The biggest problem I seem to run into when coding in c++ is the fact that you must declare a class before you can reference it. Say I have two header file like this...
Header1.h
#include "Header2.h"
#include <deque>
#include <string>
#include <iostream>
using namespace std;
class HelloPackage;
class Hello
{
public:
string Message;
HelloPackage * Package;
Hello():Message("")
{
}
Hello(string message, HelloPackage * pack)
{
Message = message;
Package = pack;
}
void Execute()
{
cout << Message << endl;
//HelloPackage->NothingReally doesn't exist.
//this is the issue essentially
Package->NothingReally(8);
}
};
Header2.h
#include "Header1.h"
#include <deque>
#include <string>
#include <iostream>
using namespace std;
class HelloPackage
{
public:
deque<Hello> Hellos;
HelloPackage()
{
Hellos = deque<Hello>();
}
int AddHello(string Message)
{
Hellos.push_back(Hello(Message,this));
}
void ExecuteAll()
{
for each(Hello h in Hellos)
h.Execute();
}
int NothingReally(int y)
{
int a = 0;
a += 1;
return a + y;
}
}
What I'm wondering is, is there any elegant solution for dealing with these issues?

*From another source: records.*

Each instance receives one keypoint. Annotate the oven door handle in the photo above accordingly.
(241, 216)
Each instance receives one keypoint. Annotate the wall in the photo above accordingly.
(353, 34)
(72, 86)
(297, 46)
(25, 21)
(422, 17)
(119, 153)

In say c#, and java, you're not restricted by this "linear" compiling.
Use header include guards, either "#ifndef / #define / #endif", or "#pragma once"
Put your code in a .cpp, not inline in the header
???
Profit
The reason this will work for you is because you can then use forward declarations of the class you want to reference without including the file if you so wish.
You are missing include guards
why define methods in the header?
Besides these problems with your code, to answer your question : normal way is to forward declare classes - not to include headers in headers (unless you have to).
If you follow a few basic rules, it is not awkward at all. But in comparison to e.g. Java or C#, you have to follow these rules by yourself, the compiler and/or language spec does not enforce it.
Other answers already noted that, but I will recap here so you have it in one place:
Use include guards. They make sure that your header (and thus your class definition) is only included once.
Normally, you will want to separate the declaration and implementation of your methods. This makes the header files more reusable and will reduce compilation time, because the header requires normally fewer #includes than the CPP (i.e. implementation) file.
In the header, use forward declarations instead of includes. This is possible only if you just use the name of the respective type, but don't need to know any "internals". The reason for this is that the forward declaration just tells the compiler that a certain name exists, but not what it contains.
This is a forward declaration of class Bar:
class Bar;
class Foo {
void foooh(Bar * b);
};
Here, the compiler will know that there is a Bar somewhere, but it does not know what members it has.
Use "using namespace xyz" only in CPP files, not in headers.
Allright, here comes your example code, modified to meet these rules. I only show the Hello class, the HelloPackage is to be separated into header and CPP file accordingly.
Hello.h (was Header1.h in your example)
#include <string>
class HelloPackage;
class Hello
{
public:
Hello();
Hello(std::string message, HelloPackage * pack);
void Execute();
private:
string Message;
HelloPackage * Package;
};
Hello.cpp
#include "Hello.h"
#include "HelloPackage.h"
using namespace std;
Hello::Hello() : Message("")
{}
Hello::Hello(string message, HelloPackage * pack)
{
Message = message;
Package = pack;
}
void Hello::Execute()
{
cout << Message << endl;
// Now accessing NothingReally works!
Package->NothingReally(8);
}
One question that may arise is why is the include for string is needed. Couldn't you just forward declare the string class, too?
The difference is that you use the string as embedded member, you don't use a pointer to string. This is ok, but it forces you to use #include, because the compiler must know how much space a string instance needs inside your Hello class.